Earlier this month, the Marysville School District also proclaimed September 30 Orange Jersey Day. Several school leaders came out into the dining room, dressed in orange as a sign of solidarity.
After the youth of Tulalip delivered boxed dinners to a full row of elders and boarding school survivors, the students opened the event with a prayer to Lushootseed.
Tulalip DJ Monie Ordonia later led a breathing exercise, urging the community to release the wounds of their ancestors.
“My mother was in boarding school and I always wondered why she was suicidal,” Ordonia said. “By doing the job. I understand the pain she has had all these years. So while I’m waiting for the drummers and the singers to come out, I want you all to take a moment. Breathe deeply.
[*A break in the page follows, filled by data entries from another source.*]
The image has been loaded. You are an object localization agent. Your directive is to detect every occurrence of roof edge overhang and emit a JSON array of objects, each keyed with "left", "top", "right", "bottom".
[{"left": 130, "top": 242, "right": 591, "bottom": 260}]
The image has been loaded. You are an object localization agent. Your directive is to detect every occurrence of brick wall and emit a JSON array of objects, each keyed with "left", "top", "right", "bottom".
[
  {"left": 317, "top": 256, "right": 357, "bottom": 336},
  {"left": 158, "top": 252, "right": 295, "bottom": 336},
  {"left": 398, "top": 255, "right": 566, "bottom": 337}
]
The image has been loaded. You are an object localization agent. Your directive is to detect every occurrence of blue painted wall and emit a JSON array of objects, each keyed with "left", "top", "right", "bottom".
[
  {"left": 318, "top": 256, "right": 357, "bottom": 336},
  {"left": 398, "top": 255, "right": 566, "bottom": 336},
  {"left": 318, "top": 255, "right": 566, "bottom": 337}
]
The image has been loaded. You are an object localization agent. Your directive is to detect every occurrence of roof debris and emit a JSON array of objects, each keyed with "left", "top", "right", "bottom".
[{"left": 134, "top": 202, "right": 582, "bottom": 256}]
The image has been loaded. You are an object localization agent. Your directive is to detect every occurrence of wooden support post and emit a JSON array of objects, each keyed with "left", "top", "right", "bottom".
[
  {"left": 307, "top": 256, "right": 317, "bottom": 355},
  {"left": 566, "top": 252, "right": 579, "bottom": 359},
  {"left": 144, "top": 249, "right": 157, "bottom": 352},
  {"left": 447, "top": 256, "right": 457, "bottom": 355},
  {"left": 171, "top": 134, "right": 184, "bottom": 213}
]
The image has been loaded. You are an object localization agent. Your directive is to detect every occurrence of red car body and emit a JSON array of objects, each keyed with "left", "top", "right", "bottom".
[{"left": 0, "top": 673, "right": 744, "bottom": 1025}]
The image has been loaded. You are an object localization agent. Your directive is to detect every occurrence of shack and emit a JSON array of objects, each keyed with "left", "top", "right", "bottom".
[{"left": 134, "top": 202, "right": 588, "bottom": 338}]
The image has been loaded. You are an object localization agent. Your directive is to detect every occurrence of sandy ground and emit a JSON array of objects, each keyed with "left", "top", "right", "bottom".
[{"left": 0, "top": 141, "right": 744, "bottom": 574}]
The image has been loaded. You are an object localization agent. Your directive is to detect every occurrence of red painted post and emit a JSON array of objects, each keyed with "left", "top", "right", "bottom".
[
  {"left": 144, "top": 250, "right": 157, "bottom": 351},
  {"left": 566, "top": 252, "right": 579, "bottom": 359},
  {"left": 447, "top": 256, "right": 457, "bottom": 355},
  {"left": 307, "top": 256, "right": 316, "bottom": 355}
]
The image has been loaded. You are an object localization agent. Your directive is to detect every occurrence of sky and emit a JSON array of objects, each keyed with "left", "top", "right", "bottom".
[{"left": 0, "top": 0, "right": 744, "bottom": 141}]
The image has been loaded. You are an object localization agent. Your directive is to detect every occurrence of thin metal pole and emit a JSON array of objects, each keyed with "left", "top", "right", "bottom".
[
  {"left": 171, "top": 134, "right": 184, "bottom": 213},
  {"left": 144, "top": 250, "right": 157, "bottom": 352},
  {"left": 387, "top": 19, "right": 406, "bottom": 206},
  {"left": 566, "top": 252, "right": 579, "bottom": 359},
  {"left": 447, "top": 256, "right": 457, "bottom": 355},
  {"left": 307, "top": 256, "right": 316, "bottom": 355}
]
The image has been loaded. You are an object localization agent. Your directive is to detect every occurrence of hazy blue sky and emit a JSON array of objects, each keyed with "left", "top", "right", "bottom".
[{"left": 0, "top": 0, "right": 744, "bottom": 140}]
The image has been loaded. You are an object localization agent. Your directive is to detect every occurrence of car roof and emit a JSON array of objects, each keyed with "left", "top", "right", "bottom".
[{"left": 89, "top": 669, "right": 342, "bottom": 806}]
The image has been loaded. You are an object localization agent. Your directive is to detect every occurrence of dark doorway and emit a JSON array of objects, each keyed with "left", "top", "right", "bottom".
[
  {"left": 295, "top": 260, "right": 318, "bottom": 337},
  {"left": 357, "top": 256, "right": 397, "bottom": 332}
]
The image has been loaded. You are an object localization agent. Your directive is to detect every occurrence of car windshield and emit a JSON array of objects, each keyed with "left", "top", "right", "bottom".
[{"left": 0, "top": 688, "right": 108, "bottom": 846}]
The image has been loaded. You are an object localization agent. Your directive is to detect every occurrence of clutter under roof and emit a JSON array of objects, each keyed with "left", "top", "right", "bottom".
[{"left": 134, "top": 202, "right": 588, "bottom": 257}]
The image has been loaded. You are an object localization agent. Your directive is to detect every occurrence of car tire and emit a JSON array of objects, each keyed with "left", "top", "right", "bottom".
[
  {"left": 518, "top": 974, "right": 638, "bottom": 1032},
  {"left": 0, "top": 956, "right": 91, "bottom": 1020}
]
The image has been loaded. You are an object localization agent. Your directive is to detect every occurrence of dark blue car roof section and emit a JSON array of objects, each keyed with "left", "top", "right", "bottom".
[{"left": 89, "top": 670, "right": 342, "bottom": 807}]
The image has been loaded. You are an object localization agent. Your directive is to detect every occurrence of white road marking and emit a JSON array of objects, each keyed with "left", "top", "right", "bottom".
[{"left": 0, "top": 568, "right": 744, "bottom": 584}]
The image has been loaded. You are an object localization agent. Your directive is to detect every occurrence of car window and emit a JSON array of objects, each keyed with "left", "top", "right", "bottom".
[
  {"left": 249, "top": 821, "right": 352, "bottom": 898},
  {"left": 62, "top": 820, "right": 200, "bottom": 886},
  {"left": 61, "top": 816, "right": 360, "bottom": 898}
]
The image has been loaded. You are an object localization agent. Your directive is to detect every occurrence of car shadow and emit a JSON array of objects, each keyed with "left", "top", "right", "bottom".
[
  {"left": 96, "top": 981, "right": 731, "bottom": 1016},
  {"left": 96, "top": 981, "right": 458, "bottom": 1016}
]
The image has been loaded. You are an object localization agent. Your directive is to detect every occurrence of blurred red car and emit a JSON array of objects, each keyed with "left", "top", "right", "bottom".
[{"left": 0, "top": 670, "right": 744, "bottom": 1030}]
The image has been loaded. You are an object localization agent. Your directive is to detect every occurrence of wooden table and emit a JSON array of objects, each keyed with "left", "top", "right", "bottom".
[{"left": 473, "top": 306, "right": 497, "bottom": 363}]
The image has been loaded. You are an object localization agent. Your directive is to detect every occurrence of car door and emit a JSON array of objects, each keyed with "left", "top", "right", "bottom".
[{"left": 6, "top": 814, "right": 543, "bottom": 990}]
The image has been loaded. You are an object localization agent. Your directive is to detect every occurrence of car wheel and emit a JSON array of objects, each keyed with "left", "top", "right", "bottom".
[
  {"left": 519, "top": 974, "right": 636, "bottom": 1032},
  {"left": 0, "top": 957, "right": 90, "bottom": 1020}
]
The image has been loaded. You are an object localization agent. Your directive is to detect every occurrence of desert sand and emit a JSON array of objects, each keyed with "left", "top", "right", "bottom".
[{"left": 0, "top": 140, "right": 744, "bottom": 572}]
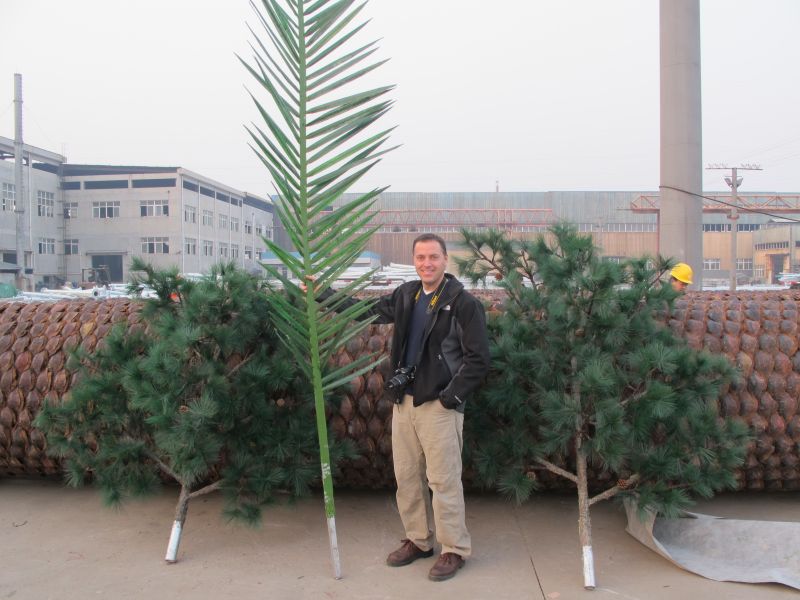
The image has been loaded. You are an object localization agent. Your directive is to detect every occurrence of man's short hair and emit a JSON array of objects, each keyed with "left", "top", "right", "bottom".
[{"left": 411, "top": 233, "right": 447, "bottom": 256}]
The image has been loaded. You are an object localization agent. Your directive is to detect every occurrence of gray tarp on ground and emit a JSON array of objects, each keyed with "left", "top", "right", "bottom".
[{"left": 625, "top": 501, "right": 800, "bottom": 589}]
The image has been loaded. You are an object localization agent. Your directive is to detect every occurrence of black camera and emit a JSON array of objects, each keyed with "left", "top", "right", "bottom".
[{"left": 386, "top": 367, "right": 415, "bottom": 390}]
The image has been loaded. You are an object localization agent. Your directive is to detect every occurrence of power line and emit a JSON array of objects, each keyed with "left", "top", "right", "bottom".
[{"left": 658, "top": 185, "right": 800, "bottom": 223}]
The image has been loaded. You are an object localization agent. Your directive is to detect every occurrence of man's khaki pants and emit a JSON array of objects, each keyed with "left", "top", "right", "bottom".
[{"left": 392, "top": 395, "right": 472, "bottom": 558}]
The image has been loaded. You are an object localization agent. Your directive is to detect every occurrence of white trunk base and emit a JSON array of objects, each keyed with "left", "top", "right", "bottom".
[
  {"left": 164, "top": 521, "right": 182, "bottom": 563},
  {"left": 583, "top": 546, "right": 595, "bottom": 590},
  {"left": 328, "top": 517, "right": 342, "bottom": 579}
]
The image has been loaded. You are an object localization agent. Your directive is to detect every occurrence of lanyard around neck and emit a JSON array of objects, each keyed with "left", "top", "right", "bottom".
[{"left": 414, "top": 277, "right": 447, "bottom": 314}]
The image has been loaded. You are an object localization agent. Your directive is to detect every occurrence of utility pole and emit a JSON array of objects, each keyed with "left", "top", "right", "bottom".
[
  {"left": 708, "top": 164, "right": 764, "bottom": 292},
  {"left": 14, "top": 73, "right": 28, "bottom": 290}
]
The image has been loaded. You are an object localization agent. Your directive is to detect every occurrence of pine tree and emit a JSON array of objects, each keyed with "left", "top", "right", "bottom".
[
  {"left": 242, "top": 0, "right": 393, "bottom": 579},
  {"left": 36, "top": 260, "right": 354, "bottom": 562},
  {"left": 459, "top": 224, "right": 747, "bottom": 589}
]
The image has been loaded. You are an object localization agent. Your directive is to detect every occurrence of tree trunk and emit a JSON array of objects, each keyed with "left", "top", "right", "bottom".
[
  {"left": 575, "top": 434, "right": 595, "bottom": 590},
  {"left": 164, "top": 484, "right": 191, "bottom": 564}
]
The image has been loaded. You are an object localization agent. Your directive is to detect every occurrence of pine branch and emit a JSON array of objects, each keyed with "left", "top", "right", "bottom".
[
  {"left": 225, "top": 354, "right": 255, "bottom": 379},
  {"left": 589, "top": 473, "right": 641, "bottom": 506},
  {"left": 534, "top": 458, "right": 578, "bottom": 483},
  {"left": 189, "top": 479, "right": 222, "bottom": 500}
]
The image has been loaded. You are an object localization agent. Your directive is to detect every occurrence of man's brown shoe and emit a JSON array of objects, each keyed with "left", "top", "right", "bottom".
[
  {"left": 428, "top": 552, "right": 464, "bottom": 581},
  {"left": 386, "top": 540, "right": 433, "bottom": 567}
]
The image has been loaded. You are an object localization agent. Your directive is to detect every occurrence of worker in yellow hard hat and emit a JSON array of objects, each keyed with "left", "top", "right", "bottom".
[{"left": 669, "top": 263, "right": 692, "bottom": 292}]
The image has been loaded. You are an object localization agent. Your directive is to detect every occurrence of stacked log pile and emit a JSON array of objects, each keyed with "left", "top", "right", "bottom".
[
  {"left": 0, "top": 291, "right": 800, "bottom": 490},
  {"left": 669, "top": 291, "right": 800, "bottom": 490}
]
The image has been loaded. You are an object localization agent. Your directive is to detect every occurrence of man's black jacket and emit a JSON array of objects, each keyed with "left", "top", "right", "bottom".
[{"left": 336, "top": 274, "right": 489, "bottom": 412}]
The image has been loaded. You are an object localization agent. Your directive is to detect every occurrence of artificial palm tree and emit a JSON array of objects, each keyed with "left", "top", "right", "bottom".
[{"left": 242, "top": 0, "right": 393, "bottom": 579}]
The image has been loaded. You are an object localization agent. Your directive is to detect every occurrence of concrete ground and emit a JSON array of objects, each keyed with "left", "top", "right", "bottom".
[{"left": 0, "top": 479, "right": 800, "bottom": 600}]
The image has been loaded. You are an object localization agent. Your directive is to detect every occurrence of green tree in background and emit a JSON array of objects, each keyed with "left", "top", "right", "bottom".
[
  {"left": 459, "top": 224, "right": 747, "bottom": 589},
  {"left": 36, "top": 260, "right": 344, "bottom": 562},
  {"left": 242, "top": 0, "right": 392, "bottom": 579}
]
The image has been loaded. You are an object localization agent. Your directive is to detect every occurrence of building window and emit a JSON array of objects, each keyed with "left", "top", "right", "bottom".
[
  {"left": 755, "top": 241, "right": 789, "bottom": 250},
  {"left": 183, "top": 206, "right": 197, "bottom": 223},
  {"left": 139, "top": 200, "right": 169, "bottom": 217},
  {"left": 36, "top": 190, "right": 56, "bottom": 217},
  {"left": 0, "top": 183, "right": 17, "bottom": 210},
  {"left": 703, "top": 223, "right": 731, "bottom": 233},
  {"left": 92, "top": 200, "right": 119, "bottom": 219},
  {"left": 142, "top": 237, "right": 169, "bottom": 254},
  {"left": 39, "top": 238, "right": 56, "bottom": 254}
]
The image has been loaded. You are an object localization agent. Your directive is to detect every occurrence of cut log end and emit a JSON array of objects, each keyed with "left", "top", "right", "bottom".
[
  {"left": 583, "top": 546, "right": 595, "bottom": 590},
  {"left": 164, "top": 521, "right": 182, "bottom": 564}
]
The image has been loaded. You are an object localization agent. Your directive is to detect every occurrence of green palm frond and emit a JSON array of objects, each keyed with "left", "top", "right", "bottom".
[{"left": 240, "top": 0, "right": 394, "bottom": 578}]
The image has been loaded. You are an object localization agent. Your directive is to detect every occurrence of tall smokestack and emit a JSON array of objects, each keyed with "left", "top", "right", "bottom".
[{"left": 14, "top": 73, "right": 27, "bottom": 290}]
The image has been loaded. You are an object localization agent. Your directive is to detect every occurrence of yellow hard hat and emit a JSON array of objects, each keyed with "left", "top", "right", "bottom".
[{"left": 669, "top": 263, "right": 692, "bottom": 285}]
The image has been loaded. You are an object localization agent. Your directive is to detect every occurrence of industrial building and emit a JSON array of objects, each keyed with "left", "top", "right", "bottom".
[
  {"left": 0, "top": 137, "right": 273, "bottom": 287},
  {"left": 0, "top": 137, "right": 800, "bottom": 287},
  {"left": 294, "top": 191, "right": 800, "bottom": 284}
]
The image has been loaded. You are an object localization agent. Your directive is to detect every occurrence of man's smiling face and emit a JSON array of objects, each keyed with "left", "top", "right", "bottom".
[{"left": 414, "top": 240, "right": 447, "bottom": 292}]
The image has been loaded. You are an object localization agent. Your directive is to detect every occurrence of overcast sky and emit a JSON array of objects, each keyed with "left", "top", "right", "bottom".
[{"left": 0, "top": 0, "right": 800, "bottom": 195}]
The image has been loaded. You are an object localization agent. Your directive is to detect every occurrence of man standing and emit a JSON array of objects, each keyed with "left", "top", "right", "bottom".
[{"left": 342, "top": 233, "right": 489, "bottom": 581}]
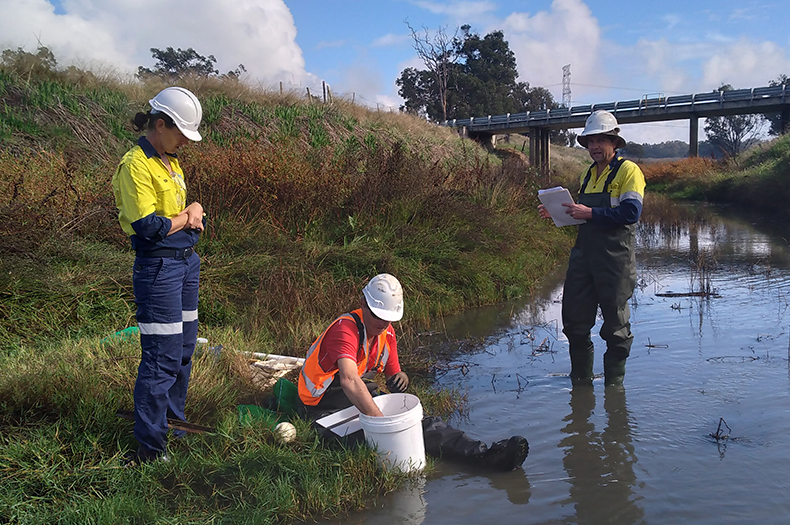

Because it is in-depth work.
Less than 100 years ago, school workers whipped young Tulalips for talking about Lushootseed.
As their white classmates attended day schools and returned home to their families after the last school bell rang, the Tulalip youths spent the entire school year under the supervision of strong school staff.
If school officials found students trying to flee the campus, students were “tied” at their ankles and wrists and left in the hallways.
Inside the school, students woke up to the sound of the bell at 5:30 a.m., performed military-style drills, went to industrial jobs – milking cows, working in the hospital or doing laundry for the hundreds of students living in the school – and spending their evenings studying.
They didn’t have any toys. They couldn’t see their families.
Many fell ill with tuberculosis, pneumonia and the flu, and some died. There was only one doctor on the reserve.
“They really, really honest with God, neglected us,” said Arnold McKay, a member of the Tulalip Tribe, in a 1993 lecture series sponsored by the Marysville School District.
McKay, of Lummi descent, was among thousands of Indigenous students from across the Pacific Northwest who attended Tulalip Residential School.
Native parents were granted the right to refuse placement of their children in off-reserve schools in 1978, when the Indian Child Welfare Act was enacted. But the damage was already done.
“We have to heal from this,” Gobin said. “People need to hear the stories to find out what happened to our people.”